Une période propice aux contentieux s’ouvre
Par Jean-Charles Naimi
La crise sanitaire et ses effets collatéraux sur les marchés sont susceptibles de tendre les relations entre les clients et leurs conseillers. Certains dossiers feront l’objet de litiges qui s’ajouteront à ceux déjà en cours. Il faudra aussi compter avec les autorités de contrôle qui n’entendent pas lâcher la pression. Les avocats mettent en garde et rappellent à quel point, l’écrit reste la clé de voûte d’un conseil réussi et que le formalisme ne doit pas être pris à la légère, même s’il est contraignant.

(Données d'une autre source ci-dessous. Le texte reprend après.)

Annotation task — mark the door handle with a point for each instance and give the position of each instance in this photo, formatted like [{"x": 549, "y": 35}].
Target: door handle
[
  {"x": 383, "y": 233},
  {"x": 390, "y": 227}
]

Même les juristes l’avouent, les contentieux entre les conseillers en gestion de patrimoine (CGP) et leurs clients sont ingrats à plus d’un titre. D’un côté, il y a le professionnel qui se considère mal payé de ses efforts et comprend mal jusqu’où doit aller son devoir d’information et de conseil. De l’autre, il y a le client. Celui-ci a eu confiance en son conseiller et a sincèrement le sentiment d’avoir été floué sur son professionnalisme en se voyant reproché, in fine, d’être forcément un investisseur averti des risques de son placement, sous prétexte qu’il a justement suffisamment d’argent pour faire appel à un CGP.
A cela s’ajoutent les délais de résolution des litiges. Dounia Harbouche, avocate au barreau de Paris, admet que les procédures contentieuses sont longues. « En première instance, elles peuvent s’étaler entre deux et six ans, notamment en cas de mesure d’expertise. En appel, les délais se sont fort heureusement raccourcis, entre deux et trois ans, principalement en raison d’une réforme de la procédure intervenue en 2017. A ces délais peut également s’ajouter celui d’un éventuel pourvoi en cassation, de l’ordre de deux ans. Pour peu que l’arrêt soit cassé et l’affaire renvoyée devant une cour d’appel de renvoi, une affaire complexe peut durer plus de dix ans. »
Girardin : rien de nouveau sous le soleil des Dom-Tom
Sur le podium des contentieux qui durent, figurent sans aucun doute les dossiers « classiques » du Girardin industriel en matière de défiscalisation en outre-mer, souvent liés à l’absence de livraison des biens avant le 31 décembre de l’année d’investissement. « Ces derniers ont repris leurs cours après le confinement en sachant que certains dossiers ouverts depuis plus de trois ans ne sont toujours pas jugés », rappelle Morgan Hanvic, avocate associée du cabinet Lexance Avocats.
Dans certaines situations, les anciens litiges devant les tribunaux se tarissent pour cause de non-recevabilité des nouvelles actions d’investisseurs mécontents. Dans le contentieux Dom-Tom défiscalisation (DTD), par exemple, relatif à une opération Girardin qui a mal tourné, certaines juridictions, comme le tribunal judiciaire de Rennes ou le tribunal de commerce du Mans, « reconnaissent que le point de départ du délai de prescription quinquennale en matière de responsabilité civile professionnelle est la date de notification de la proposition de rectification fiscale et non la réception de l’avis de recouvrement voire, ce qui était encore plus défavorable aux CGP, la date de la décision du tribunal administratif ou de la cour administrative d’appel rejetant le recours », explique Dounia Harbouche. On notera aussi une décision du tribunal judiciaire de Besançon du 21 janvier 2020 qui va dans le même sens.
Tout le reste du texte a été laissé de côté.